Foreign forces launched a night raid on a rebel-held town in Somalia's southern Lower Shabelle region from the sea Oct. 4. "Westerners in boats attacked our base at Barawe beach and one was martyred from our side," Sheikh Abdiasis Abu Musab, al-Shabaab's spokesman for military operations, told Reuters by telephone. Sources indicated that the target of the raid may have been Shabaab leader Mukhtar Abu Zubeyr AKA Ahmed Godane—but he was apparently not killed or captured. It is unclear whether any Shabaab leaders were killed in the operation. Pentagon spokesman George Little told NBC the next day: "I can confirm that yesterday, Oct. 4, US military personnel were involved in a counterterrorism operation against a known al-Shabaab terrorist. We are not prepared to provide additional detail at this time." (BBC News, NBC, Garowe Online, Oct. 5)
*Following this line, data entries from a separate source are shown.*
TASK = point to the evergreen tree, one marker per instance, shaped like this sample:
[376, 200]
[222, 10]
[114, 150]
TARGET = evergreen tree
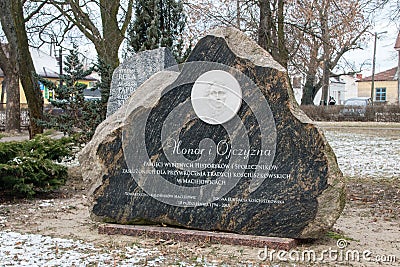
[158, 23]
[78, 115]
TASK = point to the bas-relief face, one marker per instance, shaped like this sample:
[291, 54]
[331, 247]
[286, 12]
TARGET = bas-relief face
[216, 97]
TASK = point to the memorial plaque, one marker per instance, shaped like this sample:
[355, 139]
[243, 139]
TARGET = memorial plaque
[133, 72]
[220, 146]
Thousands of displaced persons who have taken refuge in Somalia's capital Mogadishu are being forcibly evicted from makeshift camps as the government presses ahead with plans to clean up the city, Amnesty said in a briefing released Sept. 13. "It is completely unacceptable for people who have fled to the capital for protection to be forcibly evicted. It has resulted in large scale human rights abuses," said Gemma Davies, Amnesty's Somalia researcher. "The government has a responsibility to protect this vulnerable sector of society and ensure their security." More than 300,000 live in settlements in Mogadishu, where they are sheltering from cyclical drought, famine and the two-decades-long armed conflict.
Some 160 Somali religious scholars came together in Mogadishu on Set. 11 to issue a fatwa denouncing al-Shabab, saying the rebel group has no place in Islam. The Fatwa calls al-Shabab a "strayed group," and called upon members to repent from its "criminal acts." It asserted that Somalia's interim government is a Muslim government and it is illegal to call it "apostate" or to wield arms against it. It forbids Muslims from joining or providing support to al-Shabab, and mandates support for the government's fight against the rebels.